In elementary school, students aren’t just taught to read, write, or count; they are also taught how to interact with one another. In a “normal” classroom, each student is neurotypical, meaning someone is not on the autism spectrum, while in another classroom there are students who are neurodiverse, meaning they are on the autism spectrum – but why? Why in a classroom does there have to be separation between students with and without autism, and who does it benefit? 

The short answer is, nobody. The separation of students  at such a young age creates such a stigma in their mind. The thought that, if they aren’t allowed in their classroom, “there must be something wrong with them.” Teachers still continue to tell their students to “respect everyone,” and “treat everyone how you wish to be treated,” and that should apply to everyone. Not just people who they’re familiar with. In high schools, we see all the time that students with autism or other disabilities are welcomed into other classrooms, but this is not the same for elementary schools. So why not?

Routinely, autistic students are not in classrooms with other students because there is a belief that it leads to student-on-student bullying. Teachers, parents, and administrators tend to believe their students will treat special education students differently or make them feel like outcasts. Although this fear is reasonable and recognized, it is important for both groups of students to be included and brought together. Students with autism are more likely to feel included in a larger group when in a more “typical” classroom, and students without disabilities are going to become accustomed to those who are different from what the “norm” is – or what they have been taught the “norm” is. 

Caleb James, coach and a case manager for Truman says, “I believe it is a good idea to connect students with special education students at a young age. Growing up and learning in an environment that includes all different types of children will help them be prepared to live and interact in a world with all different types of people.” Case management, the process of working with students who have an IEP (Individualized Education Plan) in a learning environment, is an imperative part of making this happen for elementary schools. There needs to be more connections between both special education students on any part of the spectrum, students with physical disabilities, and students who you always see representing the school – interesting how that works, right? 
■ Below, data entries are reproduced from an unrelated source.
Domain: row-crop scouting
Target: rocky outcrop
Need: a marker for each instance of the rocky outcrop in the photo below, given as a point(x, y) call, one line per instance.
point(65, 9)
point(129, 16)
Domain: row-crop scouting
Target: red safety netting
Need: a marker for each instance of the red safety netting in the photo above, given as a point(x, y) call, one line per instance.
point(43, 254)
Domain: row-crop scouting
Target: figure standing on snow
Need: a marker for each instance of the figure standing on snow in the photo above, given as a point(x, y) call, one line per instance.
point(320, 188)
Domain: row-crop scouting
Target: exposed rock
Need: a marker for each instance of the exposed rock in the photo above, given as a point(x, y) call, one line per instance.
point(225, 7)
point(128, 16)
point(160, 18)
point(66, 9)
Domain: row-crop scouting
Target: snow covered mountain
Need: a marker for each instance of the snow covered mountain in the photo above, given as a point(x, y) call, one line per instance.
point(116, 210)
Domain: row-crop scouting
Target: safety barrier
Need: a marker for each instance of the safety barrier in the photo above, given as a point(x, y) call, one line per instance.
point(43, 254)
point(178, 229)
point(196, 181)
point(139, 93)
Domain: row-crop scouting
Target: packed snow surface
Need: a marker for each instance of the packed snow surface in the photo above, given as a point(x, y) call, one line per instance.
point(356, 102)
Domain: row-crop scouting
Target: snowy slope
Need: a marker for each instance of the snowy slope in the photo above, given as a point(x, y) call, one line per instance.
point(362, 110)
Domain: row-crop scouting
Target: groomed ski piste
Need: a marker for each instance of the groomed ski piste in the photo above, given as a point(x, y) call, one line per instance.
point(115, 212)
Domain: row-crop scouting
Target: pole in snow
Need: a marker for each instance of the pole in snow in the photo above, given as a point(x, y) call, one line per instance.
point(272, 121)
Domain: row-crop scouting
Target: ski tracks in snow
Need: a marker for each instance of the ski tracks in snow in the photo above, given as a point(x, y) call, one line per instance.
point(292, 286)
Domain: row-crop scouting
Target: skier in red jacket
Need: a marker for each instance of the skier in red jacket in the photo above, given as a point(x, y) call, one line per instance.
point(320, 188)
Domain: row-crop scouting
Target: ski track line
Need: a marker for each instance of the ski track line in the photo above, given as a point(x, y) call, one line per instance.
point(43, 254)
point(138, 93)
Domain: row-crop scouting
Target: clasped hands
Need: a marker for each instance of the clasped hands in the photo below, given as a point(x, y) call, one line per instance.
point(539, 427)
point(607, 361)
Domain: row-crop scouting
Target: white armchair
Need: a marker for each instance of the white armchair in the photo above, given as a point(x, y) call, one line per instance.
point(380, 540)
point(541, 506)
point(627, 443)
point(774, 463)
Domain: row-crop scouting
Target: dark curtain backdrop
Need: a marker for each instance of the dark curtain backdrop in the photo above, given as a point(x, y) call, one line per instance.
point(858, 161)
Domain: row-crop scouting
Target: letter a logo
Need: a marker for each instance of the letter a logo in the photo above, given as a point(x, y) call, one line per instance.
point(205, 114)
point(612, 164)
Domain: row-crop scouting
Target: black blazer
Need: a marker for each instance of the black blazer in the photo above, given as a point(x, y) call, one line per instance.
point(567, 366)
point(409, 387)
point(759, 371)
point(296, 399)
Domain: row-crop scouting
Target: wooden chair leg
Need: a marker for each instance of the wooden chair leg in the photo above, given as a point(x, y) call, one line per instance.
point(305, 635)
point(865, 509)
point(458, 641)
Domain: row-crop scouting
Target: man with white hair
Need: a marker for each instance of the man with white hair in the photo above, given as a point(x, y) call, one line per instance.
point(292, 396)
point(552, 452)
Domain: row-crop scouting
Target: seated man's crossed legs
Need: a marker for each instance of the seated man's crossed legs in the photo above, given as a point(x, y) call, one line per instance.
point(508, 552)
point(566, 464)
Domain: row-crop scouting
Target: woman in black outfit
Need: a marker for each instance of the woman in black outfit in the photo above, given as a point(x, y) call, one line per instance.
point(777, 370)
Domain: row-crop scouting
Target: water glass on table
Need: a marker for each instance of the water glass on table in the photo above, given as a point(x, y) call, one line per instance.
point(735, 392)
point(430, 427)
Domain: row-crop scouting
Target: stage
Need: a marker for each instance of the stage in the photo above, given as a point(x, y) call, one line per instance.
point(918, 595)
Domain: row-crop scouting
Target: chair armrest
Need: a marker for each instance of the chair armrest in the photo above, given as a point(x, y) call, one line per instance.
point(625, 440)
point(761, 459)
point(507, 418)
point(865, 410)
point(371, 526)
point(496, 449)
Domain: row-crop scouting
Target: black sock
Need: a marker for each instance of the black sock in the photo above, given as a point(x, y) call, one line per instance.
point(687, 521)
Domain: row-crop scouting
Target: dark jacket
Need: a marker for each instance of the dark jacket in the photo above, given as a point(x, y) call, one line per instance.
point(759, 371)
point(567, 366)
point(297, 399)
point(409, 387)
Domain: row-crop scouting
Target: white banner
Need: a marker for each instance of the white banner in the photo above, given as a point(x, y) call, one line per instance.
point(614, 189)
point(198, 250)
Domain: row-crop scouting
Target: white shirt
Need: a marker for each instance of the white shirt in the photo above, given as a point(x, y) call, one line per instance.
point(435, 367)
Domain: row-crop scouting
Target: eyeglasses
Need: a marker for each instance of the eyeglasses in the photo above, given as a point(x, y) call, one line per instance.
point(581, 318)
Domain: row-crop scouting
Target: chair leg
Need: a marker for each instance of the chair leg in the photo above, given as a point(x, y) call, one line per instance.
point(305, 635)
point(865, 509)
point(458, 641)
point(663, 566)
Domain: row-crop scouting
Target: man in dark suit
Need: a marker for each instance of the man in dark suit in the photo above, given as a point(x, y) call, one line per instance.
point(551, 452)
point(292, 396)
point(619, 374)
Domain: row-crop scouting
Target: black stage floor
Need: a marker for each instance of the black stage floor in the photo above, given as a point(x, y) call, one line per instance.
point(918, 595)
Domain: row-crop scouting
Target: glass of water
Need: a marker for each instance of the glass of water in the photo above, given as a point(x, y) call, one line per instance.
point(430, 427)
If the ISD wants “more diversity” in their education system, there needs to be connections between all kinds of students, with or without disabilities. It’s off-putting to have just neurotypical students, or students who don’t present as the “norm,” to represent us as a district and open community for all kinds of students. As elementary school students age, they are going to be more exposed to different kinds of people, and it’s the job of the administrators and teachers to teach them kindness and respect to all kinds of people. Not having more disability representation in our classrooms and schools, even at a young age, seems to hold back students a lot more, closing them off from the world in an odd way.